Die "Pisa"-Blamage eröffnet die Chance zu einer neuen Bildungsreform in Deutschland

Während eines Elternabends, an dem ich kürzlich teilnahm, wurde uns Eltern erklärt, dass der Förderunterricht für rechtschreibschwache Kinder zu Gunsten des Computer- Unterrichtes eingestellt würde. Auf die Argumentation hin, dass doch die Rechtschreibschwäche (die eben kein Hinweis auf mangelnde Intelligenz und Lernfähigkeit ist) kein Hinderungsgrund für eine der Intelligenz entsprechenden Schulkarriere sein dürfe und die Förderung hier nicht einfach aufgegeben werde könne, wurde nur mitgeteilt, dass die Förderung auch am Computer stattfinden könnte, was ich zu bezweifeln wage. Es geht mir hier nicht darum, den Computer-Unterricht an Schulen abzulehnen, aber Lesen und Schreiben bilden wohl die Grundlage für alle weiteren zu erwerbenden Kenntnisse in diesem Bereich. Hier sollte die besondere Förderung und Gewichtung des Unterrichts liegen. In einer Beratungsstelle über Lese- und Rechtschreib- schwäche, erfuhren wir, dass das Kind in der Familie lesen und schreiben lernt (also offensichtlich nicht in der Schule!). Warum dann überhaupt noch Schule und Schulpflicht, wenn es so einfach ist und die, für die weitere Bildung nötige Kompetenz, nicht in der Schule, sondern im Elternhaus vermittelt werden soll?

Der Ansatz von Politikern/innen und Lehrern/innen geht von einem Idealbild der Familie aus, das es so noch nie gegeben hat und verfestigt die Rolle der Eltern als Hilfslehrer der Nation. Dabei bleiben zwangsläufig diejenigen Schülerinnen und Schüler auf der Strecke, deren Elternhaus diese Hilfslehrerfunktion nicht übernehmen und ersatzweise Nachhilfeunterricht nicht finanzieren kann.
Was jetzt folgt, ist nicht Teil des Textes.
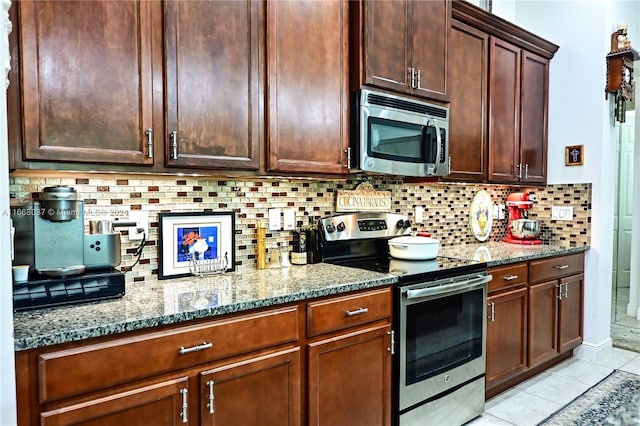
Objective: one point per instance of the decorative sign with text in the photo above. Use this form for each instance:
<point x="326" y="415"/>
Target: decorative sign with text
<point x="363" y="199"/>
Wenn also Chancengleichheit hergestellt werden soll, dann kann sie nur in der Schule hergestellt werden: Förderung der Fähigkeiten eines/einer jeden Schüler/Schülerin und damit die Bildung muss unabhängig von den Gegebenheiten des Elternhauses stattfinden. Jede Verlagerung des Lernens aus der Schule heraus ist nicht akzeptabel. Hier sind uns offensichtlich andere Industriestaaten mit Ganztages- und Gesamtschulen voraus. Umdenken hier ist also dringend erforderlich. Die (Schul-)Bildungspolitik muss darüber hinaus aus dem Schattendasein der Politik herausgeholt werden. Aktionen, wie die zwanghafte Einführung einer nicht wählbaren Fremdsprache an den Grundschulen, mögen vielleicht vordergründig für Aufmerksamkeit sorgen und Weltoffenheit vermitteln, als wirkliche Reformen oder gar Lösungsansätze für die Beseitigung des Bildungsnotstandes sind sie aber vollkommen ungeeignet.